Global warming and depletion of fossil fuels are driving research on the production of compounds and biofuels using microbial cell factories rather than chemical synthesis. In previous studies, to obtain high-efficiency foreign genes from genetic information they were searched in a database, obtained by degenerating PCR using degenerate primer or by using a fosmid library construction. However, these old methods are costly and often inaccurate. Recent development of next generation sequencing can be used to quickly and easily obtain information on high-efficiency genes. Metabolic engineering is implemented for developing microbial cell factories using genetic information from next generation sequencing. Construction of heterologous biosynthesis pathways is possible by using genetic information. Many microorganisms such as E. coli or yeast can be used to produce valuable materials on an industrial scale in an efficient manner.

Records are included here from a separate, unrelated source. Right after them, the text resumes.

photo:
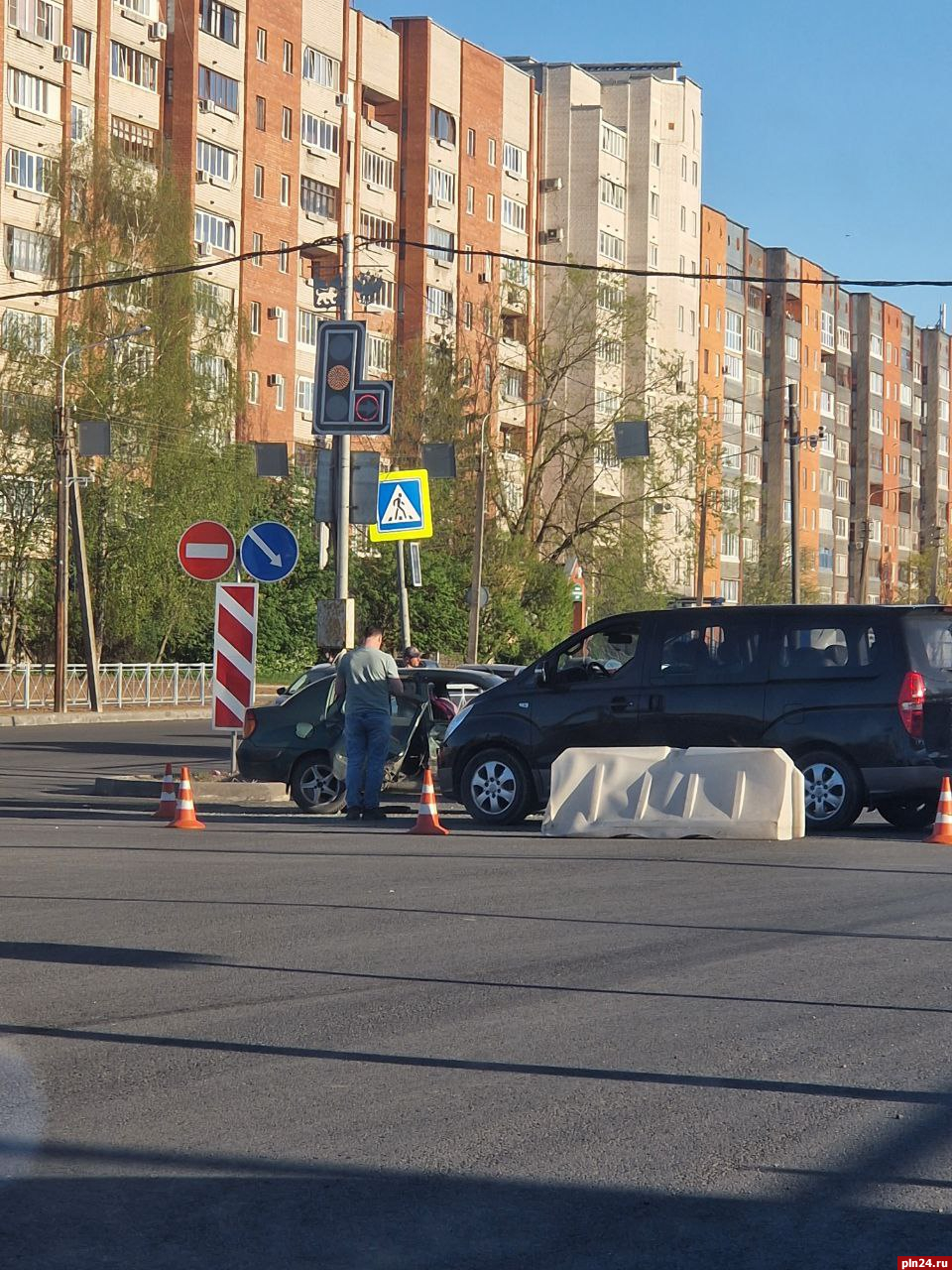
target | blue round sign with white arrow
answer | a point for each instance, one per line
(268, 552)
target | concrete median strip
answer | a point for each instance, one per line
(661, 793)
(206, 793)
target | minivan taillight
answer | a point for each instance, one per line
(911, 702)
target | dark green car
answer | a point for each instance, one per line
(299, 739)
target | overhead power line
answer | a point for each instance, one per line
(536, 262)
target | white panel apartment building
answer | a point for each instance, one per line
(621, 163)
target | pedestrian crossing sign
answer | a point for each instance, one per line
(403, 507)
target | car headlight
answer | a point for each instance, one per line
(456, 720)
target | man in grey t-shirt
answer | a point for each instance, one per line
(366, 681)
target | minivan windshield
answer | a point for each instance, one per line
(929, 638)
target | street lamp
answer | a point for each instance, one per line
(61, 445)
(480, 529)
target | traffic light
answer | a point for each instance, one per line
(343, 403)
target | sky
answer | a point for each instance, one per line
(826, 125)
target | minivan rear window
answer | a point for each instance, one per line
(929, 638)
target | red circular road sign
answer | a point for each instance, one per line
(206, 550)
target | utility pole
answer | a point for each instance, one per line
(61, 423)
(793, 443)
(343, 453)
(472, 648)
(403, 595)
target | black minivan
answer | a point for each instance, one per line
(860, 698)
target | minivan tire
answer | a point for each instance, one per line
(907, 813)
(313, 774)
(497, 776)
(834, 790)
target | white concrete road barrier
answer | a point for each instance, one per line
(660, 793)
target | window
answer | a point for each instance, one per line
(81, 46)
(513, 159)
(697, 651)
(613, 141)
(307, 327)
(607, 403)
(33, 94)
(379, 350)
(37, 18)
(377, 171)
(806, 653)
(611, 246)
(216, 162)
(320, 134)
(513, 214)
(317, 198)
(440, 244)
(26, 331)
(217, 87)
(376, 227)
(80, 121)
(733, 331)
(442, 186)
(134, 66)
(28, 171)
(27, 250)
(214, 230)
(439, 304)
(220, 21)
(442, 125)
(320, 68)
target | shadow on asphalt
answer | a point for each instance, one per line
(100, 953)
(258, 1213)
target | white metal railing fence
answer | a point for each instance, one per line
(121, 685)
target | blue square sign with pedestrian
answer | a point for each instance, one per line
(403, 507)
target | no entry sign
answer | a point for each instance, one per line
(206, 550)
(235, 639)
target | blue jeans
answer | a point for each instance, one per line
(367, 739)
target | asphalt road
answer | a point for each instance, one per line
(286, 1043)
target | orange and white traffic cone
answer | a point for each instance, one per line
(167, 802)
(428, 816)
(942, 828)
(185, 816)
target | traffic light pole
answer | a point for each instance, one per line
(343, 444)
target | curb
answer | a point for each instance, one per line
(48, 720)
(204, 793)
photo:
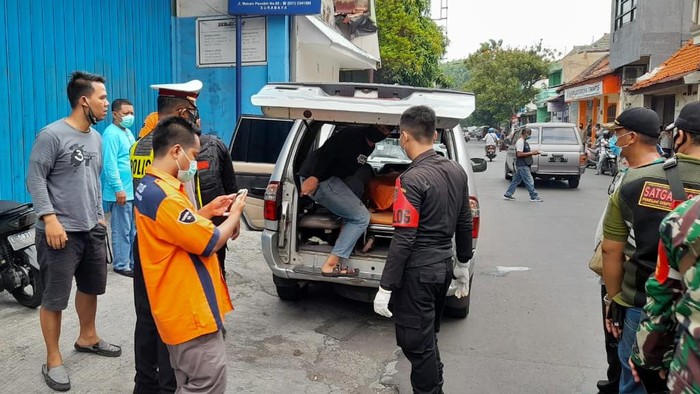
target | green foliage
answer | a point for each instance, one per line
(503, 79)
(411, 44)
(456, 74)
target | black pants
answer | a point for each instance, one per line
(614, 367)
(154, 375)
(417, 308)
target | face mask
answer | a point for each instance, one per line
(186, 175)
(127, 121)
(89, 114)
(375, 135)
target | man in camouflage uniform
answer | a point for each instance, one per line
(673, 292)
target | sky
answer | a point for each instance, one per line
(560, 24)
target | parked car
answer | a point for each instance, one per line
(563, 155)
(297, 234)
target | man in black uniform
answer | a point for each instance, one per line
(431, 206)
(335, 176)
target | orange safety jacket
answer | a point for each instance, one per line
(185, 286)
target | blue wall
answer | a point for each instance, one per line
(43, 41)
(217, 100)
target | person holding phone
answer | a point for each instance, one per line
(177, 247)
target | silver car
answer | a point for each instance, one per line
(562, 156)
(297, 234)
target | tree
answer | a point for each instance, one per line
(503, 79)
(455, 74)
(410, 43)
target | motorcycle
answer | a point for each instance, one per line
(491, 152)
(19, 268)
(609, 162)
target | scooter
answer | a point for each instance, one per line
(491, 152)
(19, 268)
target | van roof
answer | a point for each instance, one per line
(360, 103)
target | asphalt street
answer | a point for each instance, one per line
(529, 331)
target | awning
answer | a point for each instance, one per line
(313, 32)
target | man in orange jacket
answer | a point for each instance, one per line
(177, 247)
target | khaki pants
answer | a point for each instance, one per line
(200, 364)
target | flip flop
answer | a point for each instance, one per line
(338, 272)
(56, 377)
(101, 348)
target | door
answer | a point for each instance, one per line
(256, 144)
(562, 151)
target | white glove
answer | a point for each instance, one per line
(461, 274)
(381, 302)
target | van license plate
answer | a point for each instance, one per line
(21, 240)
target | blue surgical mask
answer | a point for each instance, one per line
(186, 175)
(612, 144)
(127, 121)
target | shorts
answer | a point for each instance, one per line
(84, 257)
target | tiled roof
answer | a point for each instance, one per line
(599, 69)
(681, 63)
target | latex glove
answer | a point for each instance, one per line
(461, 275)
(381, 302)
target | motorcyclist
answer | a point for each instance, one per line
(601, 144)
(491, 139)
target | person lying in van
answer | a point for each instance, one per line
(335, 176)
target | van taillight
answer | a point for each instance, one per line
(476, 213)
(272, 201)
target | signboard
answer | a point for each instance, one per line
(585, 91)
(216, 41)
(273, 7)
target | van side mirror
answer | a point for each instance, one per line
(479, 165)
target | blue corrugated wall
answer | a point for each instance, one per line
(43, 41)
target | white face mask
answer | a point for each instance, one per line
(188, 174)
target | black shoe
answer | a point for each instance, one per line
(125, 272)
(605, 387)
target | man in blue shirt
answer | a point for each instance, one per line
(117, 184)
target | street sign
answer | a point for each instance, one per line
(274, 7)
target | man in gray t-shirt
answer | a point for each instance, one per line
(64, 182)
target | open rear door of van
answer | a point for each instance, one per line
(255, 146)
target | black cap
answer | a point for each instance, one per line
(689, 118)
(637, 119)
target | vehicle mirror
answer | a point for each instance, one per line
(479, 165)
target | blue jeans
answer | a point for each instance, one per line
(522, 174)
(624, 351)
(123, 231)
(337, 197)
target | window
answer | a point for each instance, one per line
(259, 140)
(625, 12)
(559, 136)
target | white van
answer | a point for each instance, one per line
(297, 234)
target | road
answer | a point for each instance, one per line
(535, 331)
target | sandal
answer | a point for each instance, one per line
(338, 272)
(101, 348)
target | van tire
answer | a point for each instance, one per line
(455, 307)
(288, 289)
(573, 182)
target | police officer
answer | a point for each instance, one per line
(431, 206)
(153, 371)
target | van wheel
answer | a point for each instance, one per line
(573, 182)
(459, 308)
(288, 289)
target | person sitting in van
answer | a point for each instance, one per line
(335, 176)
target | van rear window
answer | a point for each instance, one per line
(559, 135)
(259, 140)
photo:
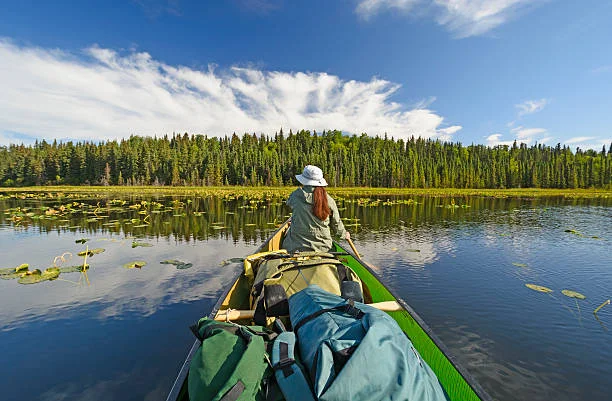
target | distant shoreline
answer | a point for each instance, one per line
(341, 191)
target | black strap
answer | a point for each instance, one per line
(348, 308)
(234, 392)
(284, 362)
(196, 332)
(342, 272)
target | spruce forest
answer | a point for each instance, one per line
(196, 160)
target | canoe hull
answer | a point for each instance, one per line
(456, 381)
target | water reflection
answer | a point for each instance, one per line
(461, 262)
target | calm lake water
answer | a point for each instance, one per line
(462, 264)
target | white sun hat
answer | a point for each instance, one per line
(312, 175)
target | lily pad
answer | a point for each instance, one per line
(572, 294)
(143, 244)
(171, 262)
(13, 270)
(232, 260)
(519, 264)
(137, 264)
(539, 288)
(36, 276)
(11, 276)
(73, 269)
(92, 252)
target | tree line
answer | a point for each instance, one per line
(357, 160)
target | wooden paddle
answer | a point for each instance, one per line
(235, 314)
(353, 247)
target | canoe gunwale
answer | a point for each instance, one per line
(180, 379)
(469, 379)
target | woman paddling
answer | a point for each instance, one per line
(314, 211)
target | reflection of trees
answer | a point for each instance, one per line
(252, 220)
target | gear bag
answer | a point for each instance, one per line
(277, 276)
(353, 351)
(232, 363)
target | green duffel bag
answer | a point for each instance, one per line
(232, 363)
(278, 277)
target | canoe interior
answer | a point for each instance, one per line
(457, 383)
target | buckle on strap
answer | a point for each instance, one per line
(285, 365)
(352, 310)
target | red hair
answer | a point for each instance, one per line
(320, 207)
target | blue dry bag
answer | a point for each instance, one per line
(353, 351)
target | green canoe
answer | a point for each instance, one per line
(457, 382)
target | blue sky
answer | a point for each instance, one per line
(473, 71)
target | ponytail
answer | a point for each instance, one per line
(320, 207)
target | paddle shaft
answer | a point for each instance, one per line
(235, 314)
(350, 241)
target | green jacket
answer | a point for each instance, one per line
(307, 232)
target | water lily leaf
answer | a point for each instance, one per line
(519, 264)
(232, 260)
(572, 294)
(539, 288)
(171, 262)
(91, 252)
(50, 274)
(31, 277)
(143, 244)
(11, 276)
(73, 269)
(13, 270)
(138, 264)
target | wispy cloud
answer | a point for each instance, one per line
(463, 18)
(369, 8)
(588, 142)
(107, 95)
(579, 139)
(528, 136)
(531, 106)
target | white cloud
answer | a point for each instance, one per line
(107, 95)
(588, 142)
(578, 139)
(531, 106)
(495, 140)
(528, 136)
(369, 8)
(463, 18)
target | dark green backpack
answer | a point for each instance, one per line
(232, 363)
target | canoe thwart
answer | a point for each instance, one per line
(236, 314)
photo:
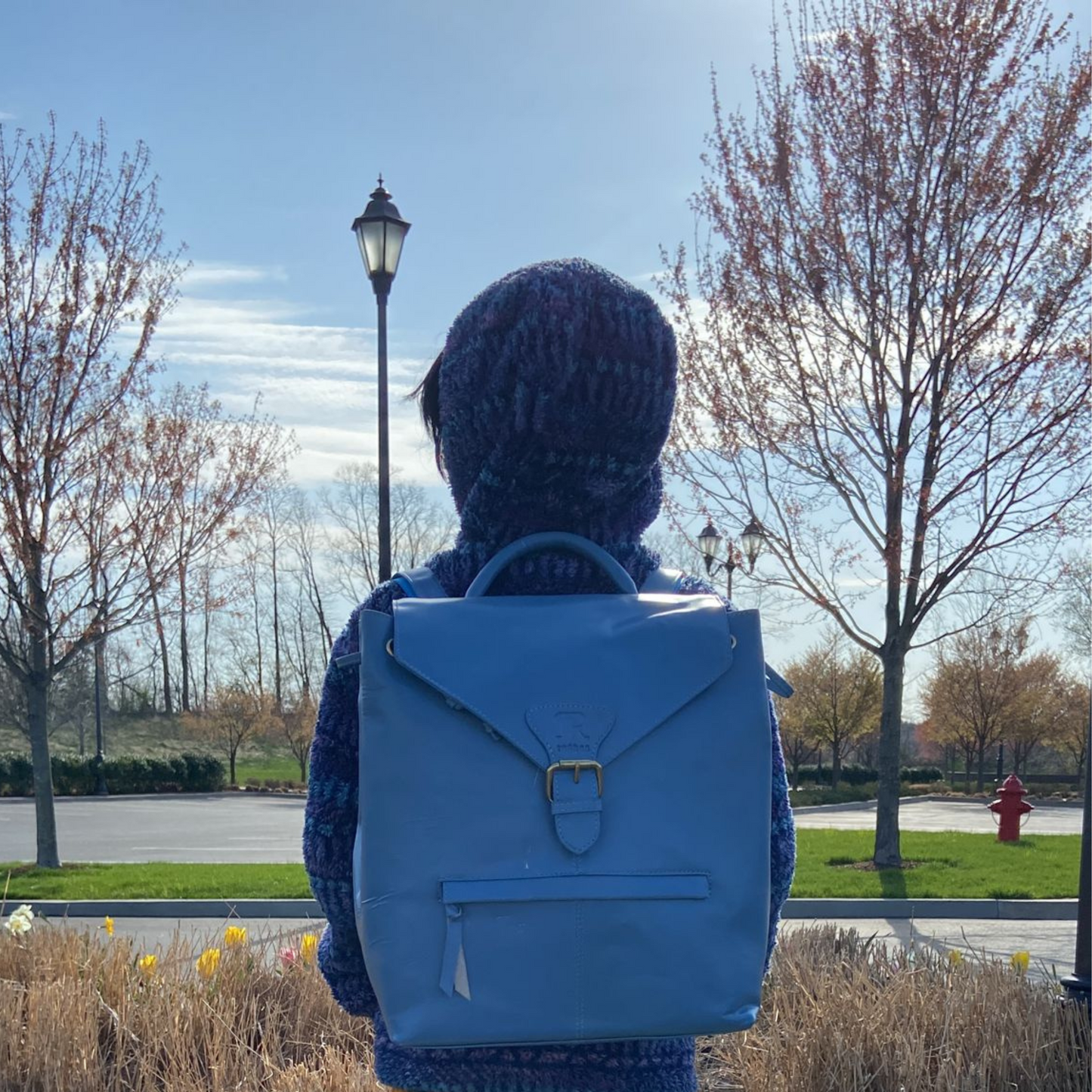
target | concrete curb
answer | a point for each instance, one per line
(905, 800)
(1032, 910)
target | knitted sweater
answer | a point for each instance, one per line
(555, 399)
(329, 831)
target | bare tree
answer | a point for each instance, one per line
(82, 261)
(973, 692)
(838, 697)
(1074, 728)
(237, 713)
(1075, 611)
(211, 466)
(886, 362)
(1038, 712)
(306, 545)
(419, 527)
(797, 744)
(297, 729)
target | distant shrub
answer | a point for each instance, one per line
(125, 775)
(864, 775)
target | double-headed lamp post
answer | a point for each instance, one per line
(380, 232)
(750, 540)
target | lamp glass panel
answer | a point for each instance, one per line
(395, 235)
(370, 236)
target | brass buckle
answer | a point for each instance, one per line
(576, 766)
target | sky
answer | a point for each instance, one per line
(507, 131)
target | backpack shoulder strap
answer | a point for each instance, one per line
(662, 580)
(421, 583)
(417, 583)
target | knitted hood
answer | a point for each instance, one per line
(556, 393)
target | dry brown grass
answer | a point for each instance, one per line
(76, 1015)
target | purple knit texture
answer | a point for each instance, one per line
(556, 394)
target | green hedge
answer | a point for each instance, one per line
(862, 775)
(76, 777)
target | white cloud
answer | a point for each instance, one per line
(203, 274)
(317, 380)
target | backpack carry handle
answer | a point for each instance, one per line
(552, 540)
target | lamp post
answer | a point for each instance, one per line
(750, 539)
(380, 233)
(1078, 985)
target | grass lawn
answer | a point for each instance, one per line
(159, 880)
(267, 767)
(945, 865)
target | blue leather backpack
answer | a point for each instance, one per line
(564, 829)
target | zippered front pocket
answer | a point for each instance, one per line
(458, 895)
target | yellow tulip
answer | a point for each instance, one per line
(208, 962)
(235, 935)
(308, 947)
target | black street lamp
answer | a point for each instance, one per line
(1078, 985)
(751, 539)
(380, 232)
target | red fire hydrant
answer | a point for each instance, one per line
(1010, 809)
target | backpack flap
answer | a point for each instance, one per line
(569, 682)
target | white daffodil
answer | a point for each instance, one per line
(20, 920)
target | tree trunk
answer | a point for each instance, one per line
(36, 689)
(887, 853)
(162, 633)
(184, 645)
(204, 643)
(279, 704)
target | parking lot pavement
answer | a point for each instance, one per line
(1050, 944)
(260, 828)
(268, 827)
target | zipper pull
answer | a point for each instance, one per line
(453, 973)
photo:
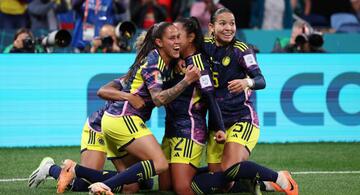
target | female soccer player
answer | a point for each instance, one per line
(123, 125)
(93, 150)
(236, 74)
(186, 129)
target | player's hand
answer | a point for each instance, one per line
(220, 137)
(192, 74)
(180, 67)
(238, 85)
(136, 101)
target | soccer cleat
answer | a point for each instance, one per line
(256, 186)
(291, 189)
(99, 188)
(66, 176)
(41, 173)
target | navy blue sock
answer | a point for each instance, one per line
(245, 185)
(92, 175)
(146, 184)
(140, 171)
(54, 171)
(80, 185)
(250, 170)
(207, 183)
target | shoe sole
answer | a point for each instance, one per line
(63, 180)
(292, 182)
(32, 176)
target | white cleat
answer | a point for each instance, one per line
(41, 173)
(99, 188)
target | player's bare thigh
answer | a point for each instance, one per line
(233, 153)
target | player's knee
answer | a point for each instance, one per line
(161, 165)
(183, 189)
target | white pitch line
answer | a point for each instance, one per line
(294, 173)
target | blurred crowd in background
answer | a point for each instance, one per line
(112, 25)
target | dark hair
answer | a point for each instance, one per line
(192, 25)
(155, 32)
(21, 31)
(218, 12)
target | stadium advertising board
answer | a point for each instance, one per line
(45, 99)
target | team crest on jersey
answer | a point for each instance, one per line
(101, 141)
(226, 61)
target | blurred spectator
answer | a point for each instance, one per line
(301, 7)
(241, 10)
(24, 42)
(91, 15)
(303, 40)
(122, 14)
(167, 4)
(321, 11)
(13, 14)
(43, 13)
(107, 42)
(202, 10)
(147, 13)
(181, 9)
(271, 14)
(356, 7)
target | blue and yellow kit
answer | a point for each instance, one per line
(149, 75)
(234, 61)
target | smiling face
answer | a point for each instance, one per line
(169, 43)
(224, 28)
(184, 39)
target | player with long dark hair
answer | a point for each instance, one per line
(185, 124)
(236, 75)
(124, 126)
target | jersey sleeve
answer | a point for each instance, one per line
(247, 59)
(151, 72)
(119, 82)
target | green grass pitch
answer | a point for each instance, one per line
(303, 159)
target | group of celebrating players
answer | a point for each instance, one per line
(176, 67)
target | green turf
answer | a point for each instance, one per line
(20, 162)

A noble type of strain, Planococcus faecalis AJ003T, isolated from the feces of the Antarctic penguin synthesizes a rare C30 carotenoid, glycosyl-4,4'-diapoinurosporphorin-4'-ol-4-ol acid. The genome of P. faecalis AJ003T comprises a 3,495,892bp circular chromosome (40.9 % G+C content), and is devoid of any extrachromosomal plasmids. Genome annotation analysis revealed that it six genes involved in the carotenoid pathway. The function and complementation of 4,4'-diapophytoene synthase (CrtM), 4,4'-diapophytoene desaturase (CrtN), 4,4-diaponeurosporene oxidase (CrtP) and aldehyde dehydrogenase (aldH) were analyzed in E. coli. Complementation of each gene of P. faecalis AJ003T with carotenoid biosynthetic module of Staphylococcus aureus in E. coli assigned the function of each gene. As a result, 4,4′-diaponeurosporenoic acid, 4,4′-diapolycopene-4,4’-dioic acid, 4,4′-diapolycopen-4′-al-4-oic acid and 4,4′-diapolycopenoic acid were detected by HPLC analysis. In conclusion, by using NGS, the C30 carotenoid gene was efficiently obtained and microbial cell factories were constructed by the metabolic engineering technique to produce 4,4'-diapolycopene-4,4'-dioic acid and 4,4'-diaponeurosporenoic acid metabolic pathway.
A novel species, Flavobacterium kingsejong WV39T, isolated from the feces of the Antarctic penguin overproduces zeaxanthin as a main carotenoid. The complete genome of F. kingsejong WV39T is made up of a single circular chromosome (4,224,053 bp, 39.8% G +C content). Genome annotation analysis revealed that it has a five zeaxanthin genes and six mevalonate pathway genes that produce the IPP, a precursor of zeaxanthin. Functional analysis of the mevalonate enzyme from F. kingsejong WV39T in E. coli was completed. Each gene of F. kingsejong WV39T was complemented with the mevalonate biosynthesis module of Enterococcus faecalis and Flavobacterium faecalis WV33 in E. coli. As a result, the titer, yield and productivity of mevalonate were 64.02 ± 1.43 g/L, 0.24 ± 0 g/g and 1.06 ± 0 g/L/h, respectively, through fermentation using the plasmid system and pH stat method. To develop industrial strains that overcome the instability of plasmids, the 5' untranslated region (5' UTR) of mRNA was introduced for the genome editing, mRNA expression and stability of E coli. The mevalonate titer, yield and productivity of the strain was 14.07 ± 0.12 g/L, 0.21 ± 0.01 g/g and 0.46 ± 0.01 g/L/ h, respectively. The yield increased by about 7 folds as compared with that of the strain editing of mevalonate gene. In conclusion, the mevalonate pathway gene found in NGS was introduced into E. coli and the possibility of producing mevalonate was showed by flask culture and fed batch.
In conclusion, we succeeded in securing high efficiency genes easily and quickly by using the next generation sequencing and confirmed the function of genes by introducing them into E. coli. These results using engineering tools will provide information for further application and engineering of carotenoids and mevalonate.